- DVD cover
- Directed by: Frank Howson
- Written by: Frank Howson
- Produced by: Frank Howson
- Starring: Kerry Armstrong Guy Pearce John Savage
- Production company: Boulevard Films
- Distributed by: Greater Union Organization
- Release date: 1991;
- Country: Australia
- Language: English
- Budget: AU$5 million

= Hunting (film) =

Hunting is a 1991 Australian drama film written and directed by Frank Howson, starring John Savage, Kerry Armstrong (nominated for AFI Best Actress) and Guy Pearce.

==Plot==
An American business tycoon, Michael Bergman, arrives in Melbourne and has an affair with Michelle, a married secretary, who works for the stockbroking firm of which he is a client. Michelle is drawn in by his rich and glamorous lifestyle and charismatic manner, but the more involved she gets, the more she realises how ruthless and morally bankrupt he is.

==Cast==
- John Savage as Michael Bergman
- Kerry Armstrong as Michelle Harris
- Jeffrey Thomas as Larry Harris
- Guy Pearce as Sharp
- Rebecca Rigg as Debbie McCormick
- Rhys McConnochie as Bill Stockton
- Nicholas Bell as Piggott
- Gregory Apps as Julian Penn
- Jacek Koman as Bergman's Butler

==Production==
Frank Howson says it was a requirement of the investors that he cast an American in the lead. Filming began in Melbourne in April 1989, with the movie being called "Australia's Wall Street (1987)".

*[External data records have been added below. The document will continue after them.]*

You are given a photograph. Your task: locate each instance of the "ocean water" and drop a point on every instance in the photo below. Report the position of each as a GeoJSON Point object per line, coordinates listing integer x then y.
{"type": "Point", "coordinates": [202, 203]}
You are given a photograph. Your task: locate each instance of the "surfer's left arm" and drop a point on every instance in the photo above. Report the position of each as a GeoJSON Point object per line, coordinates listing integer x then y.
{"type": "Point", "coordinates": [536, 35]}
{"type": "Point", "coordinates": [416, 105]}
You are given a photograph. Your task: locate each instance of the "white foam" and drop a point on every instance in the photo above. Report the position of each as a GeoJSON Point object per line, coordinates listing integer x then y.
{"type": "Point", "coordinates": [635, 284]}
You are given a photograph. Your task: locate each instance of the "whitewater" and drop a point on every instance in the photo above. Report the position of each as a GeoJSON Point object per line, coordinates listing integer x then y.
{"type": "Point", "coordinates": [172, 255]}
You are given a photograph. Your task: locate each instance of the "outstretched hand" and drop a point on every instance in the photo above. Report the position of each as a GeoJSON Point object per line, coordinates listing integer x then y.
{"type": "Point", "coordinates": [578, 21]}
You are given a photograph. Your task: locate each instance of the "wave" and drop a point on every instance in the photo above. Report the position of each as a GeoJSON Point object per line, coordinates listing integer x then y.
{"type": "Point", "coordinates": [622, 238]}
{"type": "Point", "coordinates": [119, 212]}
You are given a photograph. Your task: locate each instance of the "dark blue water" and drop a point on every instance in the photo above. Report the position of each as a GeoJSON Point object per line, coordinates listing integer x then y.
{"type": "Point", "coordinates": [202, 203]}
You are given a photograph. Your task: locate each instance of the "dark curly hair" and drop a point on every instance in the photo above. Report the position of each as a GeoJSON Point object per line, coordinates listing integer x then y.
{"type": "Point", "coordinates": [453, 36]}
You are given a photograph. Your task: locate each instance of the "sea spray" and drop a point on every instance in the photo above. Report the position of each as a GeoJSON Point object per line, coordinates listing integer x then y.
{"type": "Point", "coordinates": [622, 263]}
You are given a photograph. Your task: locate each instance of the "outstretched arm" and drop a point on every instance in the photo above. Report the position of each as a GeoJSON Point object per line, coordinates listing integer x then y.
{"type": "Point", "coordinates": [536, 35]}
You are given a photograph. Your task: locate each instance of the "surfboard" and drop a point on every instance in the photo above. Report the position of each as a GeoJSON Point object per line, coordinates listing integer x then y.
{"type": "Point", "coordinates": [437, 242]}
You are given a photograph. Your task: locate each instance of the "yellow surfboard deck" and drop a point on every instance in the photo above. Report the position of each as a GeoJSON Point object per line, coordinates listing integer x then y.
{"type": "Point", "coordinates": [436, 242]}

Howson had made three films with Pino Amenta directing but wanted to direct Hunting himself.

==Reception==
Filmink thought the movie had "a sensational performance by Kerry Armstrong" but was "totally undermined by the casting of John Savage, whose role should’ve been played by Guy Pearce."
==Soundtrack==
As well as appearing in the film, Guy Pearce recorded a single called The Promise. The music video featured scenes from the film.